Un padrone, prima di partire per un viaggio, affida i suoi beni a tre servi. In sua assenza, essi reagiscono diversamente di fronte a questo atto di fiducia. Dopo molto tempo, il padrone ritorna e regola i conti. Vuole verificare come hanno agito nel frattempo.
Questo padrone è in realtà il Signore. I servi sono i fedeli; il viaggio lontano indica l’ascensione del Signore al cielo; i talenti sono i doni gratuiti fatti da Dio. E il talento fondamentale è quello della vita; ma può essere anche la parola di Dio, la fede, l’amore, la speranza nel regno futuro; insomma, ciò che costituisce la ricchezza spirituale dei cristiani, che dev’essere contagiosa e comunicativa.
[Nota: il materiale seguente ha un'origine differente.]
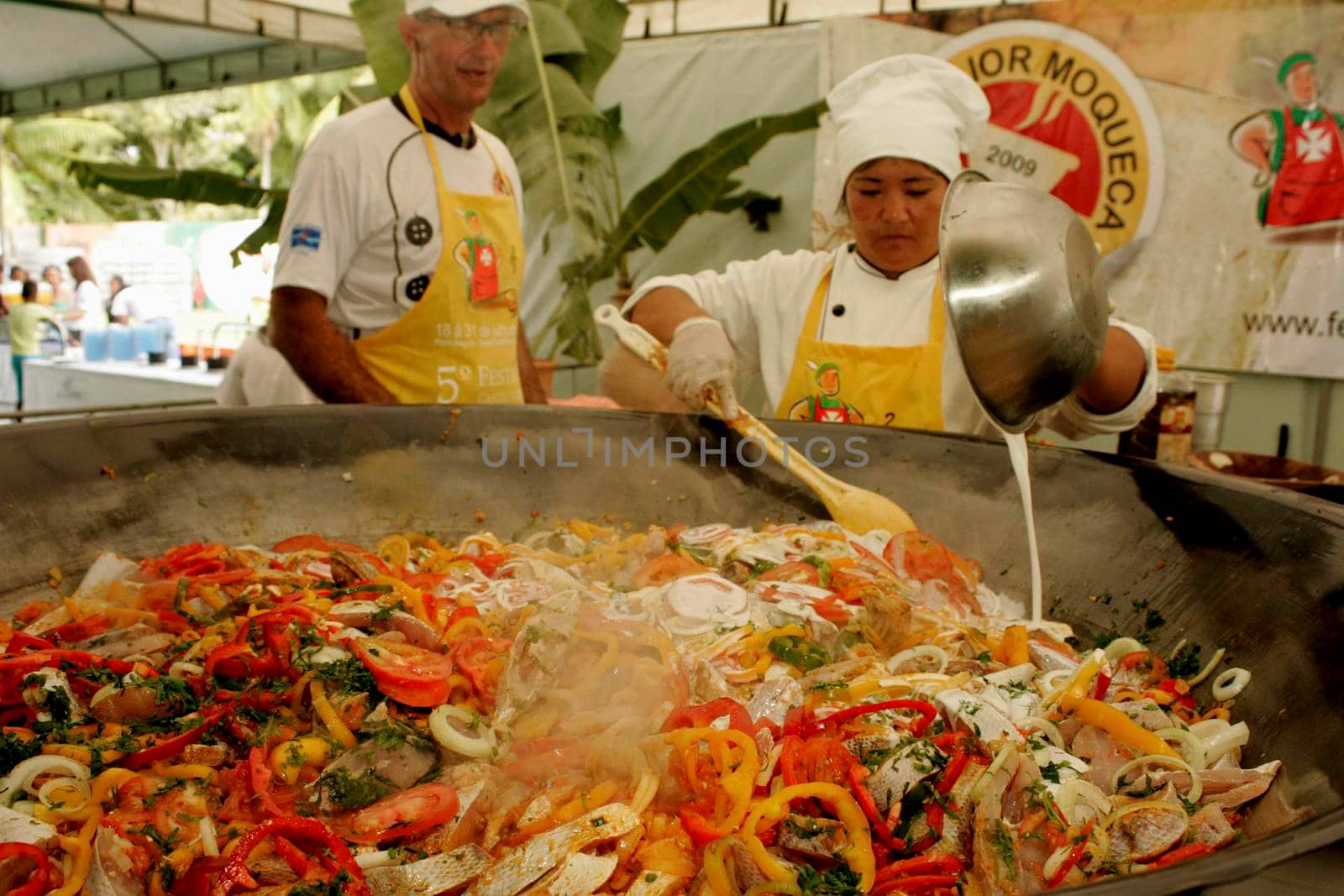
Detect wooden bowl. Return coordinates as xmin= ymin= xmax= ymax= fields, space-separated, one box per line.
xmin=1188 ymin=448 xmax=1344 ymax=491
Il lungo tempo della sua assenza corrisponde al tempo della nostra esistenza terrena, in cui ci troviamo con i nostri talenti, da far fruttificare. Ognuno ha i suoi (chi 1, chi 2, chi 5; non conta quanti sono, perché la ricompensa di Dio alla fine è uguale per tutti); inoltre a chi è stato molto donato sarà chiesto anche molto.
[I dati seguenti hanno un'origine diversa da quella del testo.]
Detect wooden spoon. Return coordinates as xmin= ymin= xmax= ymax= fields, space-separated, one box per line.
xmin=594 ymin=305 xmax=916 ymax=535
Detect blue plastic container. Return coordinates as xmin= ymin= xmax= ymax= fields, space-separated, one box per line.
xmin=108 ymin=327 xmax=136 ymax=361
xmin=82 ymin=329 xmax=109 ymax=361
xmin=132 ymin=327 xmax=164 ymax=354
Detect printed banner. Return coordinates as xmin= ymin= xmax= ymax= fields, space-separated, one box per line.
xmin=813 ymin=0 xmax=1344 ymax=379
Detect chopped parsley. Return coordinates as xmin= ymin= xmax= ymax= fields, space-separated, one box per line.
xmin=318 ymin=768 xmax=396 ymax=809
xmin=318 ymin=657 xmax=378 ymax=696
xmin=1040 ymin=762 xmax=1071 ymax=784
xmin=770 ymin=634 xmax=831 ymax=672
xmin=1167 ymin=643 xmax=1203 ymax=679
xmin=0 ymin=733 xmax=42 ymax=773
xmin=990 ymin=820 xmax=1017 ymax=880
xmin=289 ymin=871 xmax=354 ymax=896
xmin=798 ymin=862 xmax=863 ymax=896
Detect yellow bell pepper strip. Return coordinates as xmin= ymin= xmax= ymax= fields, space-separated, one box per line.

Chi crede ha il dovere di darsi da fare, per fruttificare ciò che ha ricevuto, che non è stato conquistato o meritato, ma solo avuto in dono. Poiché tutto è grazia, operiamo in umiltà e riconoscenza. Il Signore è generoso ma esigente: infatti disapprova chi non sa sfruttare le opportunità. Quel dono doveva servire anche ad altri.
I primi due, che presentano in perfetta sintonia il raddoppiamento dei loro talenti, sono lodati: “Bene, servo buono e fedele”; il terzo servo, invece, che ha nascosto il talento, cerca di autogiustificarsi. Ma poiché non ha creduto all’amore, alla generosità e alla fiducia del padrone, si sente apostrofare: “Servo malvagio e infingardo”.
In quale servo mi riconosco? Nei primi due che lavorano il loro splendido dono e vedono il mondo, gli uomini, il tutto come un giardino incompiuto che deve crescere e fiorire? O mi vedo nel terzo, che non si impegna in nulla, ma lascia tutto così com’è?
Come il campo arato non può restituire in estate solo il seme, così noi tra semina e mietitura dobbiamo incentivare il rendimento. Una vita che non sviluppa tutte le potenzialità, è votata al non senso. Il terzo servo ha un cuore malato, senza desiderio: è diverso dal Dio creatore, che sparge a piene mani i suoi germi di vita. Lui non crea più: solo conserva. Ma noi non siamo dei conservatori di cose preziose e minacciate, ma dei creatori di opere nuove.
La nostra vocazione è di essere emozionati e disciplinati artefici di creazione; il nostro incarico (e vanto) è di lasciare il mondo un po’ più bello di come l’abbiamo trovato. La parabola è il poema della creatività, senza voli retorici: nessuno dei servi crede di poter salvare il mondo. Il padrone tuttavia non vuole per sé i talenti, essi restano ai servi fedeli; anzi li moltiplica.